Labor's Left has been making ground on the Right in what has the makings of an arm-wrestle in July on various motions and appointments. Butler himself is of the Left.
This brings us to an interesting question that relates to party membership numbers. Who is right: the president or the Leader of the Opposition?
In his Fabian Society speech, Butler said this: "Party membership is hovering a little over 50,000 and disturbingly has declined by more than 6 per cent since its recent peak in 2015."
This contrasts with Shorten's version of events in which he said in response to Butler's criticism: "The Labor Party before I became leader had about 42,000 members.
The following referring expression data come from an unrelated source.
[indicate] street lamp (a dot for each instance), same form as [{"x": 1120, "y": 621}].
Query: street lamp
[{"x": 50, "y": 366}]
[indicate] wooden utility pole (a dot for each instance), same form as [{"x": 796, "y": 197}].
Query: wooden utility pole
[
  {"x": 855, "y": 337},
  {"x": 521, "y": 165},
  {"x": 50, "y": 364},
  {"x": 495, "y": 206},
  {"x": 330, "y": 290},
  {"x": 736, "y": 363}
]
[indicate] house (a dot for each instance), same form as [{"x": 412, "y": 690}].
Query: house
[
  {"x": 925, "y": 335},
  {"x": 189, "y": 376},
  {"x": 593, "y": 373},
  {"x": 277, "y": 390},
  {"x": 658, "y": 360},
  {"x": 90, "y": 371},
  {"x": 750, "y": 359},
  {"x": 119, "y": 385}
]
It's now got about 56-57,000 members so we've had a 30 per cent increase in membership."
This discrepancy is not easily explained.
In his Fabian Society speech Butler drew unfavorable comparison between the ALP's poor record in attracting new members and British Labour's recent success, having democratised its institutions, and opened its leadership positions to rank and file ballots.
In all of this, it is not as though Labor has not sought to address its factional issues in various reviews of its political successes and failures going back to Mark Dreyfus' review of the 1996 federal election rout.
In 2011, a review conducted by former premiers Steve Bracks and Bob Carr, and Labor grandee John Faulkner, recommended greater democratisation of the party's internal processes, but this was stymied by factional opposition.
In 2015, some progress was made towards enabling party members a greater say in electing representatives to a party-establishment and union-dominated national conference.
However, not since 2003 when Simon Crean got the party to reduce union influence at conference has there been significant reform despite a lot of talk.
If there is comfort in any of this for a factionalised Labor Party it is that its opponents are riven by factional conflict as well, in some ways worse than Labor given there is less structure to these arguments and thus they tend to be more personal.
In Victoria followers of Liberal president Michael Kroger are at war with the party establishment. In NSW so-called moderates and social conservatives are similarly at each other's throats.
As a prominent Labor frontbencher fed-up with factional game-playing put it: "Their factional shit is as bad as our factional shit."